The Great Liberation

Earlier, I made a relatively bold statement that AWS had changed the nature of capitalism. Before AWS, the high capital requirements to start a company meant that founders either had to self-fund or receive investment from outside sources (friends, family, venture capital). This financial barrier effectively excluded a large portion of the global population from Internet entrepreneurship, making it an activity exclusive to the wealthy or privileged.

By dismantling these constraints, AWS not only simplified the process for existing entrepreneurs—a relatively small group—but it unleashed the creativity and imagination of many who previously thought entrepreneurship was beyond their reach, and this democratization spawned a wave of entrepreneurial experimentation. While many projects failed, the ones that succeeded drove unprecedented increases in economic productivity and human convenience.

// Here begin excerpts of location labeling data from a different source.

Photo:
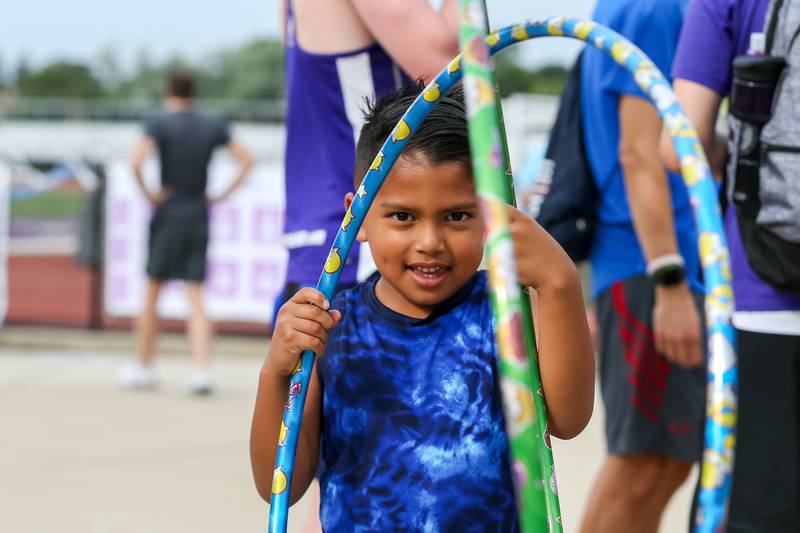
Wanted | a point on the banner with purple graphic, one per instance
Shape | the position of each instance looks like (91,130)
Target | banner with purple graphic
(246,259)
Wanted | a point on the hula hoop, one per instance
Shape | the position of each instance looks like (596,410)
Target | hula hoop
(721,405)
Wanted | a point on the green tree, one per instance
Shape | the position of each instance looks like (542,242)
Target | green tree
(513,77)
(59,80)
(254,71)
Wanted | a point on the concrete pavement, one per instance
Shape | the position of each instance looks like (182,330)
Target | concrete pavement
(79,455)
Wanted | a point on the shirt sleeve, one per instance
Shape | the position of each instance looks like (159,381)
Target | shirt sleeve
(152,128)
(706,47)
(655,28)
(223,133)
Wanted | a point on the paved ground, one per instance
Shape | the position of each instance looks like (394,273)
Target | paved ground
(77,455)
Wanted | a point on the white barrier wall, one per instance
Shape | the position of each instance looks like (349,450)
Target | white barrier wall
(5,204)
(246,260)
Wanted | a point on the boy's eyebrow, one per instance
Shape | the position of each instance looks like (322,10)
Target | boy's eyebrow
(465,206)
(396,206)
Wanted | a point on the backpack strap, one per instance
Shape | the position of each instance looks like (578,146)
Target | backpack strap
(772,24)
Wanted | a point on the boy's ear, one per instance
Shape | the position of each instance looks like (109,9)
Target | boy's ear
(348,201)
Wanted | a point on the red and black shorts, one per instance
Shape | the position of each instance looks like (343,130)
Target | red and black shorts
(652,405)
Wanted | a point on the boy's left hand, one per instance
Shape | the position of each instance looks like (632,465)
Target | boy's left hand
(541,262)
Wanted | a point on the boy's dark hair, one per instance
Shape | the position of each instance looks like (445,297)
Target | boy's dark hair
(181,84)
(442,137)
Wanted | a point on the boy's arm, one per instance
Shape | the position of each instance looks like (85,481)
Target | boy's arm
(270,402)
(566,357)
(302,324)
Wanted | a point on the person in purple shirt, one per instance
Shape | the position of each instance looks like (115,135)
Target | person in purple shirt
(766,478)
(339,52)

From the perspective of an individual entrepreneur, cloud computing opens up a range of options - from trying to build the next billion-dollar business, to being an individual developer like Pieter Levels making millions of dollars per year, or anything in between.

We are excited about EigenLayer and AVS because they unlock similar opportunities for trustless distributed networks. If you have an idea that requires multiple computers to run without mutual trust? Now you can quickly implement it with AVS.

From governance chains to zkTLS networks, we are witnessing a lot of experimentation that may not have been feasible before. We expect to see more experimentation as more entrepreneurs realize the dramatic reduction in human and financial capital required to build such systems.

Most will fail.

But there will always be a few that will guide the future direction of the industry.